Story:
Girl1 and I dated years ago. We loved each other secretively because I was afraid to say it, and she didn't want to say it yet. After about 6 months, she ended the relationship thinking that it wasn't going to work between us, because I couldn't say i love you, and I was extremely busy with school. A few months had past, and we saw each other on the street. We sort of caught up and stuff and talked a bit about our past. It turned out she loved me and I loved her, but it was too late for she had herself another boyfriend. For a whole year, I fell in love again with a woman who's with someone else despite that I resented her for leaving me. After a year, I thought It just wasn't healthy to hold on hoping that she would come back to me, so I started dating again. After a week into my new relationship, I found out that girl1 broke up with her bf. She still had feelings for me and wanted me back as I did. I told her about my new gf, yet she said she would hold on to me. I still love her. So, now I'm stuck with two women.

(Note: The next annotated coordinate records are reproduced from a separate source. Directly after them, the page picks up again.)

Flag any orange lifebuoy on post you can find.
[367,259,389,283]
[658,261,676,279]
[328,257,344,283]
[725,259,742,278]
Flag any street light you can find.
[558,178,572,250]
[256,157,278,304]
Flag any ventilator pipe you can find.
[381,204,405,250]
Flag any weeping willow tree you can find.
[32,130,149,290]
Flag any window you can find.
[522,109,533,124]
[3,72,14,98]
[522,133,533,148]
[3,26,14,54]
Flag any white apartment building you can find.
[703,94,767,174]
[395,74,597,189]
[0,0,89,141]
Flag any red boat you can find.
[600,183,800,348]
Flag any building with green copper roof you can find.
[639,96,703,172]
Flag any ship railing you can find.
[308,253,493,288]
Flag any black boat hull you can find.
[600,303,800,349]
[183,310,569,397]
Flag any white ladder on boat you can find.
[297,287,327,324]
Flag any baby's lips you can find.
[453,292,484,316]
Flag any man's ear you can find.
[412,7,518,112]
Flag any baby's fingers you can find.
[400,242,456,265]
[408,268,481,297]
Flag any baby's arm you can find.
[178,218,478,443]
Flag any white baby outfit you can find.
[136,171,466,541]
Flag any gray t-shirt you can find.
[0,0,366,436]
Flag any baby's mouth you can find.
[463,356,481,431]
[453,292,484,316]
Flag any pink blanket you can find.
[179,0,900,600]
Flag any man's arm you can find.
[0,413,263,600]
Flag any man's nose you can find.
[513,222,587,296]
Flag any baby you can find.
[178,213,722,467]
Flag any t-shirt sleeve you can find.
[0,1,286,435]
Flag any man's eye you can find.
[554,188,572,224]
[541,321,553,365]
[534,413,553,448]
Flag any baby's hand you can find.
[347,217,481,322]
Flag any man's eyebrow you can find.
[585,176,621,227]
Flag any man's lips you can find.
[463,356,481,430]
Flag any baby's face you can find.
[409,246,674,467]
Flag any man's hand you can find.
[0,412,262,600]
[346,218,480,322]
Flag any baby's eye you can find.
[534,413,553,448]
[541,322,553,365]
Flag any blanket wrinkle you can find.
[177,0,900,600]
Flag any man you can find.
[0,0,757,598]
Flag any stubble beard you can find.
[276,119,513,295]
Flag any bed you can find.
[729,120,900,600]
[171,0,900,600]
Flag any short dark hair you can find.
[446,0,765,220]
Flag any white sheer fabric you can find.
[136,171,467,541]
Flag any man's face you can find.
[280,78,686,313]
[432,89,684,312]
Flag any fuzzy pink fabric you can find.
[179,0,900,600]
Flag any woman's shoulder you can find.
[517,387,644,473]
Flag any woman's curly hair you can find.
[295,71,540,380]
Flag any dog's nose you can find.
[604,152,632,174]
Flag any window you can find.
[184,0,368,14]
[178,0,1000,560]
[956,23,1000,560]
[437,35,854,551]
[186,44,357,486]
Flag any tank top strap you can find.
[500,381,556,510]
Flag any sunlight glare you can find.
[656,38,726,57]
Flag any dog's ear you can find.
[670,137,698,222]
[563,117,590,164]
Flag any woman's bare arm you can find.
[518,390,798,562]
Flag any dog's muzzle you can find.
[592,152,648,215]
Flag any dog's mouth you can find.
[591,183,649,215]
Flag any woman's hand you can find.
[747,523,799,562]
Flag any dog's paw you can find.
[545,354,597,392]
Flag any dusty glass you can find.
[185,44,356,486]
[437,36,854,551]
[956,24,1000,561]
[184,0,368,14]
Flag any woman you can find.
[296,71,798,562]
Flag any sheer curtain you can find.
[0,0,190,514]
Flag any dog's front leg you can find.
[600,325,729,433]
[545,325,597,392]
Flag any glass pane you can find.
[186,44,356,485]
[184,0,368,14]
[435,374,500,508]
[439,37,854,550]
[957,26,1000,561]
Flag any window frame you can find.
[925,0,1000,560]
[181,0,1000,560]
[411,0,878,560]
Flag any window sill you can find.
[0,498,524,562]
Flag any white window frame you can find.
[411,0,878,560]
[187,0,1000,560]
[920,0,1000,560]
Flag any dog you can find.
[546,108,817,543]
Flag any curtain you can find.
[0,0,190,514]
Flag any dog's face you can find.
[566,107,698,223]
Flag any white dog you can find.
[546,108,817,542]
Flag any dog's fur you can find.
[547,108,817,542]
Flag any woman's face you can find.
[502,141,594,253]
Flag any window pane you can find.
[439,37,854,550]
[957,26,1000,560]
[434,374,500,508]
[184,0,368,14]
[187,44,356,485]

I really see my future with girl1 since we have loved each other secretively and not, for three years. And my current gf, girl2, who I've been with for 3 months now just found out about girl1 because I told her. Girl2 is one of the most sweetest people I know, and I just love talking with her. I've just started falling for her, and she cares a lot about me, but I really really don't want to break her fragile heart. She doesn't deserve to be hurt. She has bad experience with her ex's and told me I was the best bf she's ever had. I dated her for 4 months thinking that my feelings for girl1 would go away or girl1's feelings for me would go away.. but the truth is our love never crippled.
If I was completely clear and single, girl2 and I would be totally happy together. I've never had such great laughs and conversations with anyone than girl2, but our relationship is still fresh. I totally broke her sweet little heart today when I revealed the truth to her. I felt SO BAD because I have never broke anyone's heart before. I feel like she's going to do something stupid to herself or her life... her life was just turning around after she met me. :'( Girl2 is a much stronger woman than girl1 and has many guys going after her, but since we've been through many things together, its hard to break up with her.
I want to be with both girls, but there's no way in hell that can work. How do I go about choosing, and what can I do to minimize the heartbreak with the one I don't choose?